Organ Donation Surgery Can Qualify as Serious Health Condition under FMLA
FMLA2018-2-A involves organ-donation and whether organ-donation surgery can qualify as a “serious health condition” under FMLA. The WHD concluded that it can.
The letter answers two questions:
- Whether an employee who donates an organ can qualify for FMLA leave, even when the donor is in good health before the donation and chooses to donate the organ solely to improve someone else’s health.
- Whether an organ donor can use FMLA leave for post-operative treatment. Organ-donation surgery typically requires an overnight stay in a hospital.
An organ donation can qualify as an impairment or physical condition that is a serious health condition under the FMLA when it involves either “inpatient care” under Section 825.114 or “continuing treatment” under Section 825.115. Thus, an organ donation would qualify as a serious medical condition whenever it results in an overnight stay in a hospital. Of course, that is not the only means for organ donation to involve “inpatient care” or “continuing treatment.” Organ-donation surgery, however, commonly requires overnight hospitalization and that alone suffices for the surgery and postoperative recovery to qualify as a serious health condition.
California Employers: Under California law, employers with 15 or more employees are required to provide job-protected paid leave for employees who donate an organ or bone marrow. The leave is not considered a break in service in terms of seniority, salary adjustments, sick leave and vacation.
No-Fault Attendance Policies May Not Violate FMLA
FMLA2018-1-A involves a policy that effectively freezes, throughout the duration of an employee’s FMLA leave, the number of attendance points that the employee accrued prior to taking his or her leave.
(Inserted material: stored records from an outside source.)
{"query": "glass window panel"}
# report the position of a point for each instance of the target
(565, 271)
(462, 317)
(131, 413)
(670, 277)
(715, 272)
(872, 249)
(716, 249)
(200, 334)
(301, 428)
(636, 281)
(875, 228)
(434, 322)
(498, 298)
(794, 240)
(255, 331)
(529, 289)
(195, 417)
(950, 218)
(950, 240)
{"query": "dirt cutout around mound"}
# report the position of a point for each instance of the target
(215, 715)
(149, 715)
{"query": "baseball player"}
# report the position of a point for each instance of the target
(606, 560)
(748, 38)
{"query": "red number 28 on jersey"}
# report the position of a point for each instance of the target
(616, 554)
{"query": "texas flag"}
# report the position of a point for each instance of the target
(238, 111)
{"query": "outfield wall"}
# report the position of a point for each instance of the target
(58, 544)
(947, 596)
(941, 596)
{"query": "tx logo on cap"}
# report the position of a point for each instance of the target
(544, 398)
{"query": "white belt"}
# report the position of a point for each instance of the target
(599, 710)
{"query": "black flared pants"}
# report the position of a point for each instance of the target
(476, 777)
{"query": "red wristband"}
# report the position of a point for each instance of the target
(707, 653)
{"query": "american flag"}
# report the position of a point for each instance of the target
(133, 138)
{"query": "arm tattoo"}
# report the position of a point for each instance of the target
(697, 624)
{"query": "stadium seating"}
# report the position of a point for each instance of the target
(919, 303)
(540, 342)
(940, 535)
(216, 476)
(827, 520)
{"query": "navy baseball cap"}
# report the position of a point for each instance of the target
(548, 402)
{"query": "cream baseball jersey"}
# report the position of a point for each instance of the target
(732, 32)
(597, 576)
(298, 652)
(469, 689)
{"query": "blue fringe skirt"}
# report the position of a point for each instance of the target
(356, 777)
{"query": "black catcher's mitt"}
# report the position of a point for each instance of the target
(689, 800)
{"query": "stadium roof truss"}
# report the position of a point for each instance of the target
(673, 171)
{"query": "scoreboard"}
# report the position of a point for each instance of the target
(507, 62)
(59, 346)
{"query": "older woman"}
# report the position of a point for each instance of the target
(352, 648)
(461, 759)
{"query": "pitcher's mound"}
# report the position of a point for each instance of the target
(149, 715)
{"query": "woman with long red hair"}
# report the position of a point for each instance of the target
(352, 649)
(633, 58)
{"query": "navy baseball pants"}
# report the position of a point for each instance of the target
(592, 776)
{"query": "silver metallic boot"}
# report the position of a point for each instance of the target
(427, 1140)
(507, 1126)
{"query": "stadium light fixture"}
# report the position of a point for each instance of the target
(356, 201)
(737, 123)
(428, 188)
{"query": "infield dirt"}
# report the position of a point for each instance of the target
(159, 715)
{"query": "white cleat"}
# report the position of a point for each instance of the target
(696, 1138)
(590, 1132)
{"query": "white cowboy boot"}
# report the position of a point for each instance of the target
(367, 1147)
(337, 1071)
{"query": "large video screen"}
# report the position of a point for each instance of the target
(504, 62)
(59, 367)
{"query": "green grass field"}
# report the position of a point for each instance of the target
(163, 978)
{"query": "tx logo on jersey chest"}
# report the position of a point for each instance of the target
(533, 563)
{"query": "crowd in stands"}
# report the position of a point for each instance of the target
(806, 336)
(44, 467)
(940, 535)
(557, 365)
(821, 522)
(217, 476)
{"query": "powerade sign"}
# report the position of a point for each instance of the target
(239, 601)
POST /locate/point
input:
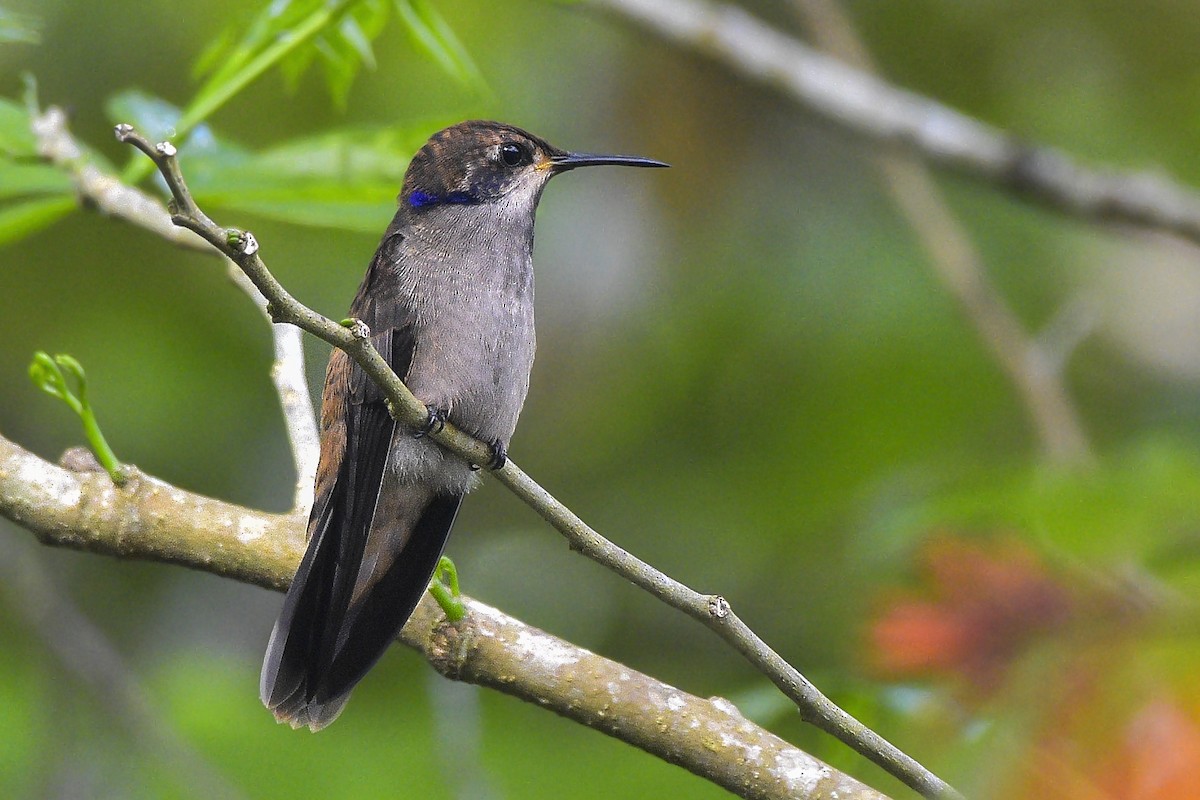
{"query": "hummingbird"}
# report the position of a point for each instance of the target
(448, 299)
Under the employer’s attendance policy, employees accrue points for tardiness and absences. Employees do not accrue points for certain absences, however, including absences that are FMLA-protected, or absences for workers’ compensation, vacation, and other specified reasons. An employee is automatically discharged if he or she accrues eighteen points. Points remain on an employee’s record for twelve months of “active service” after accrual, although the policy does not define “active service.” An employee’s points are extended for the duration of his or her FMLA leave. Thus, an employee returns from FMLA leave with the same number of points that he or she accrued prior to the leave, and the points may remain on his or her record for more than twelve months. The same is true concerning other types of leave for which employees do not accrue points, such as workers’ compensation-related leave.
Removal of absenteeism points is a reward for working and therefore an employment benefit under the FMLA. The number of accrued points remains effectively frozen during FMLA leave under the employer’s attendance policy. An employee neither loses a benefit that accrued prior to taking the leave nor accrues any additional benefit to which he or she would not otherwise be entitled. The Wage and Hour Division’s (WHD) longstanding position is that such practices do not violate the FMLA, so long as employees on equivalent types of leave receive the same treatment. If the employer, however, counts equivalent types of leave as “active service” under the no-fault attendance policy—meaning the employer counts such leave toward the twelve months necessary to remove points—then the employer may be unlawfully discriminating against employees who take FMLA leave.
Such a policy does not violate the FMLA, provided it is applied in a non-discriminatory manner.
- Update employee policies. Employers should review their policies and procedures to determine whether existing policies need to be modified in light of the new DOL Opinion Letters.